Tribunal Administratif de Marseille — Décision N° TA13-2106109

vendredi 22 décembre 2023

JuridictionTribunal Administratif de Marseille
SectionTribunal Administratif de Marseille
N° DossierTA13-2106109
TypeDécision
RecoursExcès de pouvoir
PublicationC
Formation6ème Chambre
Avocat requérantPELGRIN

Texte intégral

Vu la procédure suivante :

Par un arrêt du 23 juin 2021, la cour administrative d'appel de Marseille, saisie d'un appel présenté par Mme D B, a annulé l'ordonnance du tribunal administratif n° 1807756 en date du 11 janvier 2021 et a renvoyé l'affaire au tribunal, qui l'a enregistrée sous le n° 2106109.

Par ses précédentes écritures et un mémoire enregistré le 25 janvier 2022, Mme D B, représentée par Me Michel, demande au tribunal :

1°) d'annuler le compte rendu de son entretien professionnel réalisé à l'issue d'un entretien en date du 6 avril 2018 au titre de l'année 2017 et la décision implicite de rejet opposée à son recours hiérarchique du 22 mai 2018 ;

2°) d'enjoindre au ministre de l'intérieur et des outre-mer de réexaminer sa situation administrative et de réviser son compte rendu d'entretien professionnel au titre de l'année 2017 ;

3°) de mettre à la charge de l'Etat la somme de 2 500 euros en application de l'article L. 761-1 du code de justice administrative.

Elle soutient que :

- il appartient à l'administration d'établir que le signataire du compte rendu d'entretien professionnel dispose d'une délégation de signature ou de pouvoir régulièrement publiée ;

- son compte rendu d'entretien professionnel est entaché d'un vice de procédure, dès lors qu'elle n'en a pas eu communication et n'a pu valablement émettre ses observations avant qu'il soit visé par l'autorité hiérarchique, en méconnaissance de l'article 4 du décret n° 2010-888 du 28 juillet 2010 ;

- son compte rendu d'entretien professionnel est entaché d'un vice de procédure, dès lors qu'elle n'a eu aucun retour quant à l'avis de l'autorité hiérarchique - favorable ou défavorable - sur sa demande de révision formulée le 22 mai 2018, et ne sait donc pas si elle doit ou non contester cet avis devant la commission administrative paritaire compétente ;

- l'appréciation de sa valeur professionnelle et la notation associée sont entachées d'une erreur de droit et d'une erreur manifeste d'appréciation ;

- son compte rendu d'entretien professionnel constitue une sanction déguisée pour des faits qui, à les supposer établis, auraient dû faire l'objet éventuellement d'une procédure disciplinaire dans le strict respect des garanties de la défense ;

- son compte rendu d'entretien professionnel méconnaît le principe de non bis in idem.
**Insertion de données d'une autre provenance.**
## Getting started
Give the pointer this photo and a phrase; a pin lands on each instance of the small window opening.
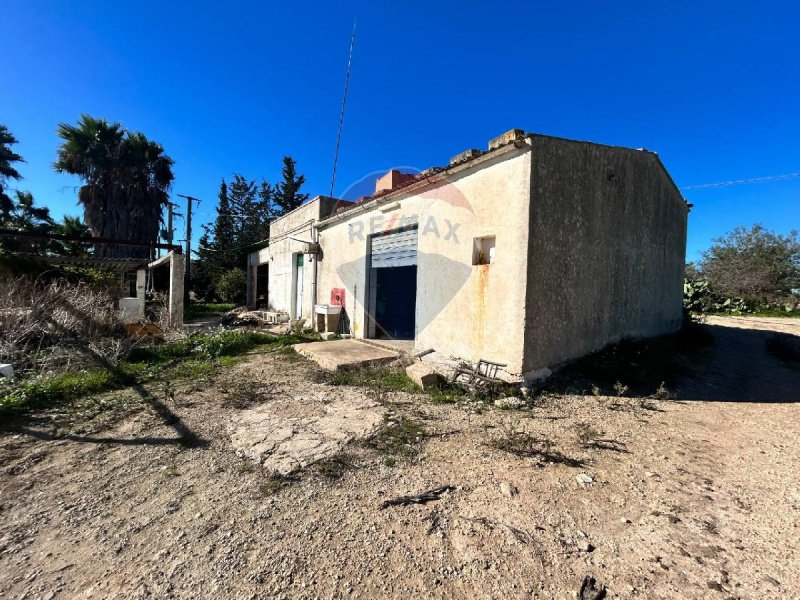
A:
(483, 250)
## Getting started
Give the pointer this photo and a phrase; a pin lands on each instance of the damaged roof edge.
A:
(644, 150)
(423, 181)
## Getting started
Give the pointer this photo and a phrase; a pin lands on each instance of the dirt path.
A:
(689, 498)
(741, 369)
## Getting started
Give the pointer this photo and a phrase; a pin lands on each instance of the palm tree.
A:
(25, 216)
(74, 227)
(126, 182)
(7, 171)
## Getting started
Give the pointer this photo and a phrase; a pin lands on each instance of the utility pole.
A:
(168, 234)
(188, 272)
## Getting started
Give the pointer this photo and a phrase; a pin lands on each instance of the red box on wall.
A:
(337, 296)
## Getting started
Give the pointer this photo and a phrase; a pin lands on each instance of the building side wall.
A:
(281, 255)
(607, 249)
(463, 310)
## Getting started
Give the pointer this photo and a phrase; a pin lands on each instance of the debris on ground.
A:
(510, 402)
(423, 375)
(423, 498)
(591, 589)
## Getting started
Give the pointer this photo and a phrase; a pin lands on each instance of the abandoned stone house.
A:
(531, 253)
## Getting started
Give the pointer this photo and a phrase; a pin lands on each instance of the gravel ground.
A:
(682, 498)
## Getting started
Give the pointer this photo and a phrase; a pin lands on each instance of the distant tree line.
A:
(126, 179)
(19, 212)
(245, 208)
(745, 271)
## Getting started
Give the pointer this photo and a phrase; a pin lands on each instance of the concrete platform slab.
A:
(345, 354)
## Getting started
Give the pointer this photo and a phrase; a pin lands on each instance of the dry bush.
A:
(58, 324)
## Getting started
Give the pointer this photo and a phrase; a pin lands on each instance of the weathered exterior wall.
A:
(282, 252)
(462, 310)
(607, 248)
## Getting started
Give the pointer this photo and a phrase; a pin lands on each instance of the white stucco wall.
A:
(462, 310)
(288, 237)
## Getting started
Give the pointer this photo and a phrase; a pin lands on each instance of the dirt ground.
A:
(697, 496)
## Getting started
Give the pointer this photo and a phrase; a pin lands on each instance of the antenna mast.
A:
(344, 102)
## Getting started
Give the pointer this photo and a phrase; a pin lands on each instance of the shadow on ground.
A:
(746, 365)
(703, 362)
(185, 438)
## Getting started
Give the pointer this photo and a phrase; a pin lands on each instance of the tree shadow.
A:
(703, 362)
(185, 436)
(747, 365)
(608, 444)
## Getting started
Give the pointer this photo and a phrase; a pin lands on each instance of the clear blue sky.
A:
(713, 87)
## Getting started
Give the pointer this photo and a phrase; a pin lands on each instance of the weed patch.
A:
(522, 444)
(397, 437)
(194, 358)
(275, 482)
(336, 466)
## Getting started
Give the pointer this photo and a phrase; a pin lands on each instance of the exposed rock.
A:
(287, 435)
(421, 374)
(509, 402)
(508, 490)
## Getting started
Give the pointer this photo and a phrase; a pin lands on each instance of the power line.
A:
(705, 186)
(344, 102)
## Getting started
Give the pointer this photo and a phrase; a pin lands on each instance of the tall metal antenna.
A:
(344, 102)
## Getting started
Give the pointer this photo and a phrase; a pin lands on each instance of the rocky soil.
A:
(677, 498)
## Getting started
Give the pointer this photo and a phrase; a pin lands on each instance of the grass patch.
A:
(524, 445)
(205, 310)
(386, 379)
(397, 437)
(64, 387)
(194, 357)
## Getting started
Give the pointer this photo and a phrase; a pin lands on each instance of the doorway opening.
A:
(262, 286)
(395, 302)
(393, 284)
(298, 286)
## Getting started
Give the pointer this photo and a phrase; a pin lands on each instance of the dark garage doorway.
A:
(393, 284)
(395, 302)
(262, 285)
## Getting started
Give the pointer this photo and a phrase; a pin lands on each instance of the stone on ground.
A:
(286, 435)
(345, 354)
(423, 375)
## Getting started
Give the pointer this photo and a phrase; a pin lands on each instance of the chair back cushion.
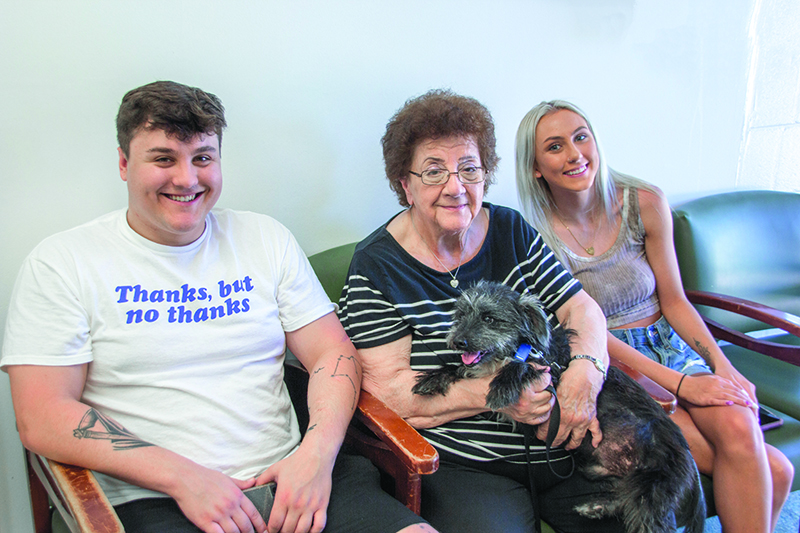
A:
(744, 244)
(331, 267)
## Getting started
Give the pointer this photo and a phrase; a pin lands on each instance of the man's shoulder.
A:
(87, 233)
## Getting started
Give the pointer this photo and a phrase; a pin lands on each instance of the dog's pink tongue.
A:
(470, 358)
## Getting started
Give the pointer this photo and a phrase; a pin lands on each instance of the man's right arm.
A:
(53, 422)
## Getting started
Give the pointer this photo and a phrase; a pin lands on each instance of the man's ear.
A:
(535, 318)
(123, 165)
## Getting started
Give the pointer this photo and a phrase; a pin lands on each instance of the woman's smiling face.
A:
(566, 152)
(451, 206)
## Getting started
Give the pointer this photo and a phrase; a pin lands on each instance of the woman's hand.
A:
(535, 403)
(577, 395)
(726, 387)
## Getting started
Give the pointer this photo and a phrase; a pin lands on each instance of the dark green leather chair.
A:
(739, 257)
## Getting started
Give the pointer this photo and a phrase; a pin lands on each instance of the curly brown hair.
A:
(181, 111)
(434, 115)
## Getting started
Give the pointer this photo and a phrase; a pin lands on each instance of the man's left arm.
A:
(581, 381)
(304, 478)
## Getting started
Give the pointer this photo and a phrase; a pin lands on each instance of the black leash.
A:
(552, 431)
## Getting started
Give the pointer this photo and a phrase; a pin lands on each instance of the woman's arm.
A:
(682, 316)
(581, 382)
(388, 376)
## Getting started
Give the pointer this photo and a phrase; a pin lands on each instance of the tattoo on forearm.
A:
(702, 351)
(107, 429)
(342, 370)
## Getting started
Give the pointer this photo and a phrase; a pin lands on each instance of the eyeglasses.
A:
(438, 176)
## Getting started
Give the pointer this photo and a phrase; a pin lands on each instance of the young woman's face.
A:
(566, 153)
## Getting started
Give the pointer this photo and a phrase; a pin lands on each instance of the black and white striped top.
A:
(389, 295)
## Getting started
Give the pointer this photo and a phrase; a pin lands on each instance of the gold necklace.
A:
(589, 250)
(454, 281)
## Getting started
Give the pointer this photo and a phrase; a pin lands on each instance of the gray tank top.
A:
(620, 280)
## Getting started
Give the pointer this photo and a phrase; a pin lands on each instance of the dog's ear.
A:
(536, 324)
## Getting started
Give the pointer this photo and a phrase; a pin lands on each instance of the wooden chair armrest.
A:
(397, 435)
(662, 396)
(77, 495)
(768, 315)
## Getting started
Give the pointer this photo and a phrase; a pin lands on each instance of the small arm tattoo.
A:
(95, 425)
(702, 351)
(343, 361)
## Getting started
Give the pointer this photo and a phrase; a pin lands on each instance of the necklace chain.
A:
(590, 249)
(454, 281)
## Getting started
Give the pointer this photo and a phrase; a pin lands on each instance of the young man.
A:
(148, 346)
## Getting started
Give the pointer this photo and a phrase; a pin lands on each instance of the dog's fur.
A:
(653, 480)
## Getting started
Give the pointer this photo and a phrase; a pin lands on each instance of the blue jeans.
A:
(660, 343)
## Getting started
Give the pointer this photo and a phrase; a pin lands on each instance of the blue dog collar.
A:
(523, 352)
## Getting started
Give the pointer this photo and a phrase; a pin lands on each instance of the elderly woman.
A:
(439, 152)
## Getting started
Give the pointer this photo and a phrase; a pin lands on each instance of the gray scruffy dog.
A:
(653, 480)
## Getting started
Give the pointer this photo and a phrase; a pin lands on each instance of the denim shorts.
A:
(660, 343)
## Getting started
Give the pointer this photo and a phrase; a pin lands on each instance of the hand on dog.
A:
(535, 404)
(577, 395)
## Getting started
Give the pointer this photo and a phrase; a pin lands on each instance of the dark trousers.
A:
(357, 504)
(469, 496)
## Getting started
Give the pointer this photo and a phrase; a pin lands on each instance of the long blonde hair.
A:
(534, 194)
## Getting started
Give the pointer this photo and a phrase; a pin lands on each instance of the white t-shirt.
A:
(185, 345)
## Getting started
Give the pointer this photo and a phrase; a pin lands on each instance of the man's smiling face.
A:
(172, 185)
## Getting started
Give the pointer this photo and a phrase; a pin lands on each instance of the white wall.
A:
(770, 154)
(309, 86)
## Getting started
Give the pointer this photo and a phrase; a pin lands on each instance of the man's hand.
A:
(302, 495)
(215, 503)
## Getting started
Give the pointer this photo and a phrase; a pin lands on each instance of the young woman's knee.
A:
(782, 471)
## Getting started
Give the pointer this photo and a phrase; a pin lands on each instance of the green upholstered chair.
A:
(739, 256)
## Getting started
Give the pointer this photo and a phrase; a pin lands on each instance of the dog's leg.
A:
(437, 381)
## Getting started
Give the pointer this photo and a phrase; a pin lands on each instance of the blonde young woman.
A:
(614, 233)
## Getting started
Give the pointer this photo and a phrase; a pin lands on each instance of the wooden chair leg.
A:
(409, 486)
(40, 503)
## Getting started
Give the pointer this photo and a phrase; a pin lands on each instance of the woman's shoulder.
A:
(651, 197)
(503, 216)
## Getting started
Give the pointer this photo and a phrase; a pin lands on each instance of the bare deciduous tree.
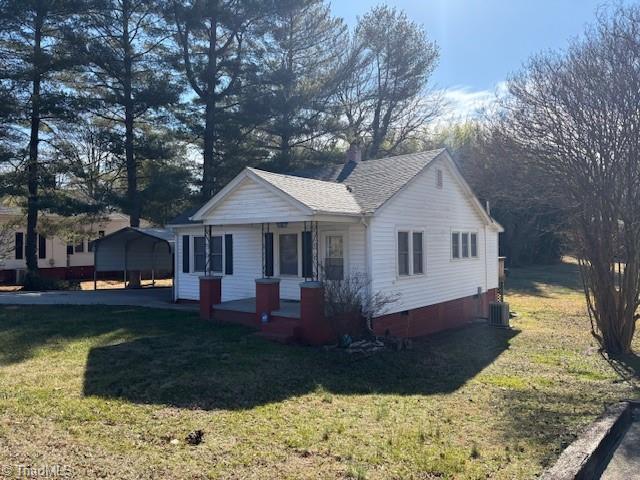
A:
(578, 113)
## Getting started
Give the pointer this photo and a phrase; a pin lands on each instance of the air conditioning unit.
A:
(21, 273)
(499, 314)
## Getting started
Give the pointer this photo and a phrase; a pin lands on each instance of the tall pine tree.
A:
(125, 81)
(385, 100)
(215, 40)
(35, 56)
(301, 73)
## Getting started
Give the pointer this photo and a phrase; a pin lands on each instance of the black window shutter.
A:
(268, 254)
(228, 254)
(307, 255)
(185, 254)
(19, 245)
(42, 246)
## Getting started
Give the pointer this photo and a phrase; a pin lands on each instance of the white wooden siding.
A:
(252, 203)
(57, 248)
(437, 212)
(247, 253)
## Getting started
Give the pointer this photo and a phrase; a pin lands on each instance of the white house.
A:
(410, 223)
(57, 257)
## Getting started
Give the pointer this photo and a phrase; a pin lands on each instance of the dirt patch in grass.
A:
(114, 393)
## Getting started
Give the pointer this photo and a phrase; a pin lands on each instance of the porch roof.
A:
(318, 195)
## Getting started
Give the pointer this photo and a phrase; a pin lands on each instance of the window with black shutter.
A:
(228, 254)
(307, 255)
(19, 245)
(268, 254)
(185, 254)
(42, 246)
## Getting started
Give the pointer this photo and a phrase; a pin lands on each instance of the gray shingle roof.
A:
(373, 182)
(318, 195)
(183, 218)
(351, 188)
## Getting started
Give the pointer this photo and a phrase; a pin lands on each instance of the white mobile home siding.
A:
(437, 212)
(56, 248)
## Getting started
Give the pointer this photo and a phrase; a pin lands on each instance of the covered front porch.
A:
(268, 243)
(288, 308)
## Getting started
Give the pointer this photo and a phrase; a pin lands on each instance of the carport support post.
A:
(210, 295)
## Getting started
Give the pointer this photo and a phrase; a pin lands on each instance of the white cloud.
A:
(463, 103)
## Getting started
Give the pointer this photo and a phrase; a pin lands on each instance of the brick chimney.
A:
(354, 154)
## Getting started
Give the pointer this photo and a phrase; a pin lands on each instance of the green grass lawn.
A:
(106, 390)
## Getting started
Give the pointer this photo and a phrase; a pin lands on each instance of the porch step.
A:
(281, 325)
(279, 337)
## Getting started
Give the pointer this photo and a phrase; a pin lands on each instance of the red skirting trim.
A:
(434, 318)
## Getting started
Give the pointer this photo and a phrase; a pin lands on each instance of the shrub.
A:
(351, 298)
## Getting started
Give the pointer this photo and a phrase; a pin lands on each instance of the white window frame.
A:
(411, 231)
(460, 233)
(298, 234)
(345, 248)
(192, 254)
(477, 255)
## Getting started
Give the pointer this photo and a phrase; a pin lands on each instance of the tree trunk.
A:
(132, 170)
(133, 198)
(208, 167)
(32, 165)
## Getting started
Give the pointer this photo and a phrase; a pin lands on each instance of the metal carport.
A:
(134, 250)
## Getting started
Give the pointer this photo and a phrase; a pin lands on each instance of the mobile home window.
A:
(334, 257)
(215, 258)
(455, 245)
(19, 245)
(288, 250)
(42, 246)
(474, 245)
(465, 245)
(199, 254)
(403, 253)
(418, 253)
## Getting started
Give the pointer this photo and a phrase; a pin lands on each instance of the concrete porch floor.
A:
(288, 308)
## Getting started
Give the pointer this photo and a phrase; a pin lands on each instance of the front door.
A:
(334, 256)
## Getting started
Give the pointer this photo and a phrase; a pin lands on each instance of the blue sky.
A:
(483, 41)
Par ordonnance du 24 mai 2023, la clôture d'instruction a été fixée au 14 juin 2023.

Un mémoire en défense présenté par le préfet des Bouches-du-Rhône a été enregistré le 24 novembre 2023, postérieurement à la clôture d'instruction, et n'a pas été communiqué.

Vu les autres pièces du dossier.

Vu :

- la loi n° 83-634 du 13 juillet 1983 ;

- la loi n° 84-16 du 11 janvier 1984 ;

- le décret n° 2010-888 du 28 juillet 2010 ;

- le code de justice administrative.

Les parties ont été régulièrement averties du jour de l'audience.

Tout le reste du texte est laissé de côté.